OVER the past two decades, significant strides have been made in the field of development. However, the goal of establishing an efficient and fully integrated public transport network has yet to be achieved.

In spite of the introduction of new MRT and LRT lines, Malaysia’s most urbanised agglomerate, the Klang Valley, appears disjointed and plagued by low ridership.

A significant factor contributing to the underutilisation of public transport is the prevalence of affordable cars and motorcycles, which offer travellers convenience and flexibility. Furthermore, low fuel prices compound this problem.

All of these factors contribute to the traffic congestion and environmental pollution plaguing urban areas.
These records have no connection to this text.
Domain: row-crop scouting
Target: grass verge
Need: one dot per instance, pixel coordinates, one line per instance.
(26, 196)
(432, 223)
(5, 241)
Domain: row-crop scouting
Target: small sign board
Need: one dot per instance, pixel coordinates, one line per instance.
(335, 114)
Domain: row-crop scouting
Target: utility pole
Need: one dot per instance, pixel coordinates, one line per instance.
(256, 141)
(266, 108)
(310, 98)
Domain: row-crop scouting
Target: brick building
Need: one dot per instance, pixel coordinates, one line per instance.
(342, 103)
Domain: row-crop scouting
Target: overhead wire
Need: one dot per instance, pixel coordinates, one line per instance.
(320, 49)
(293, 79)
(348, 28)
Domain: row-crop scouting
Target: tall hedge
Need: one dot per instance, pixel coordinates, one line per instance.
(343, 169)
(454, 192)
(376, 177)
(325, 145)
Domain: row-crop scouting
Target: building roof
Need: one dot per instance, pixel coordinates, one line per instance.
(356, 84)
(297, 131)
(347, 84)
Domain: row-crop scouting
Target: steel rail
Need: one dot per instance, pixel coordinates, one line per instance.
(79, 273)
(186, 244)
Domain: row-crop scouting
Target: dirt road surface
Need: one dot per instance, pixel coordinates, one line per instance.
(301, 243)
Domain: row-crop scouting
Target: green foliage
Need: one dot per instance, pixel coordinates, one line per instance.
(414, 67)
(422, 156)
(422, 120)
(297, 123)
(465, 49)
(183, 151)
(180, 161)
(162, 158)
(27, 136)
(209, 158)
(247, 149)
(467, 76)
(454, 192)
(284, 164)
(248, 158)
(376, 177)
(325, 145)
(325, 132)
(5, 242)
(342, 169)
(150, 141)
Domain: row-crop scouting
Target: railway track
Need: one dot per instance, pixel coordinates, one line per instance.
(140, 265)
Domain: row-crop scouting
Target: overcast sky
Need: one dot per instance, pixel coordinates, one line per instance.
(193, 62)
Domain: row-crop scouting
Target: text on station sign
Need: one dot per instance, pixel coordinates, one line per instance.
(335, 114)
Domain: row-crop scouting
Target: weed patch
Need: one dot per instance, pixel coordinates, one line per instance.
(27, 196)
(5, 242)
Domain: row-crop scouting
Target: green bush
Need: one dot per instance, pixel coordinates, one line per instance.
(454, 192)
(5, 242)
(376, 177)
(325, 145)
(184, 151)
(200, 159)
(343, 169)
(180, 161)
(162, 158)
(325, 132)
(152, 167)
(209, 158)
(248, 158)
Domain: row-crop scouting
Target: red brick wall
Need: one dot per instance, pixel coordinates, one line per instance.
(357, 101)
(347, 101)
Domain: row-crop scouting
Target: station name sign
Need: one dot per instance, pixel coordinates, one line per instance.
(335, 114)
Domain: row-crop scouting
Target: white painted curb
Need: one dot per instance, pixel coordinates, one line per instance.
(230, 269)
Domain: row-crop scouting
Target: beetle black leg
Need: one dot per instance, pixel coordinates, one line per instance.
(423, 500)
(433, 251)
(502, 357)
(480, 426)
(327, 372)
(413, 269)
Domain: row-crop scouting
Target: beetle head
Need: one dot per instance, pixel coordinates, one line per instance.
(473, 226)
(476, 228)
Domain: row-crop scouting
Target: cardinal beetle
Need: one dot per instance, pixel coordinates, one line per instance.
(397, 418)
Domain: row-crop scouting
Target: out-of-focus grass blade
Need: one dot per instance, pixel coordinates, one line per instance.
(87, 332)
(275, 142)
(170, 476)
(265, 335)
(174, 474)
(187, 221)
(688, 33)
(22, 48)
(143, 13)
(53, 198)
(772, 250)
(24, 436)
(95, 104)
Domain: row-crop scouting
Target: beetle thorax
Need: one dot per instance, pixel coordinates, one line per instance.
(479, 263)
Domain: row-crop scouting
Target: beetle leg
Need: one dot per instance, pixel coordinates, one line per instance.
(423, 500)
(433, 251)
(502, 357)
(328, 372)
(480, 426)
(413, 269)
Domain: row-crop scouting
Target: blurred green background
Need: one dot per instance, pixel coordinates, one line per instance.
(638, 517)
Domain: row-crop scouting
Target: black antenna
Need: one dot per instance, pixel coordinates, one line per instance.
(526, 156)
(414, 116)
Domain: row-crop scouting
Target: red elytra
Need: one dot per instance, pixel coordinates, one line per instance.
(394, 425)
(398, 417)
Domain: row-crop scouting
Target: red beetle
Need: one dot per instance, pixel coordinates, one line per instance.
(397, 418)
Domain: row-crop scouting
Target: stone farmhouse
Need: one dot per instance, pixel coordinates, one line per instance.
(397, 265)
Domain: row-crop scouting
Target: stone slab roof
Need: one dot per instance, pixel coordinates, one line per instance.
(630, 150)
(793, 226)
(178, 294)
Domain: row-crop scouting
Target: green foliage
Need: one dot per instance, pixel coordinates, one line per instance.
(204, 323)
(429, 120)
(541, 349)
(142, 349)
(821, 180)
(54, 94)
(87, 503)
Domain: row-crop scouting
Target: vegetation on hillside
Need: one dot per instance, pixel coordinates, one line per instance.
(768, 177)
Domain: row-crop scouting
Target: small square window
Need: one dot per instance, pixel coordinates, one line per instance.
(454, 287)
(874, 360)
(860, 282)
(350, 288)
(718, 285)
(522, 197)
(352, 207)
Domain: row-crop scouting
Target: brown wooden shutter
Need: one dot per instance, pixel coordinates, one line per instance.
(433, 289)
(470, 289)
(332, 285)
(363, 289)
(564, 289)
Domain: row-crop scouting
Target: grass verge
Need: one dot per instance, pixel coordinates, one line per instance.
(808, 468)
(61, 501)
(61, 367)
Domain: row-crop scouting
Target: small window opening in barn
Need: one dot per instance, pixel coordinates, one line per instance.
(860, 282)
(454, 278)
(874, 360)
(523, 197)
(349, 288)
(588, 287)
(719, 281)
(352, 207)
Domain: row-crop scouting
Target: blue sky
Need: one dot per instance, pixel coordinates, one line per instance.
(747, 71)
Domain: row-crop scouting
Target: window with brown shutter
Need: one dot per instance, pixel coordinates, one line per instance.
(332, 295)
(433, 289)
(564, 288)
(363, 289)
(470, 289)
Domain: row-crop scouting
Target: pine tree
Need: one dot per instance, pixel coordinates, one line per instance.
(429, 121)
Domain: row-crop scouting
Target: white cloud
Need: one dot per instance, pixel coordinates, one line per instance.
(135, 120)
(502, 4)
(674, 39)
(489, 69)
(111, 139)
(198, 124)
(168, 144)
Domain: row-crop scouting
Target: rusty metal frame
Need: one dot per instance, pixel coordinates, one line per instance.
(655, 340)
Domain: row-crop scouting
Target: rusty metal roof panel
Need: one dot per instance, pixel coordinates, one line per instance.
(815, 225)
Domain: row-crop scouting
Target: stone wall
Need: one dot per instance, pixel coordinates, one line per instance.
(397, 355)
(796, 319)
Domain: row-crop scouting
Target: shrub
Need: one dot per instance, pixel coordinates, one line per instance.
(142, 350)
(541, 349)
The protests against projects, such as the PJD (Petaling Jaya Dispersal) Link Expressway (formerly Kinrara–Damansara Expressway or Kidex) and Dash (Damansara–Shah Alam Elevated Expressway), reflect the increasing awareness among locals of the drawbacks of sprawling highways that bring smog and mar the once lush verdant valley.

While many factors contribute to the underutilisation of public transport, a pressing issue is integration.

Despite the introduction of various public transport options in the Klang Valley, such as the KTM Commuter, MRT and LRT lines, travellers still face difficulties in accessing stations and seamlessly connecting to other modes of transport.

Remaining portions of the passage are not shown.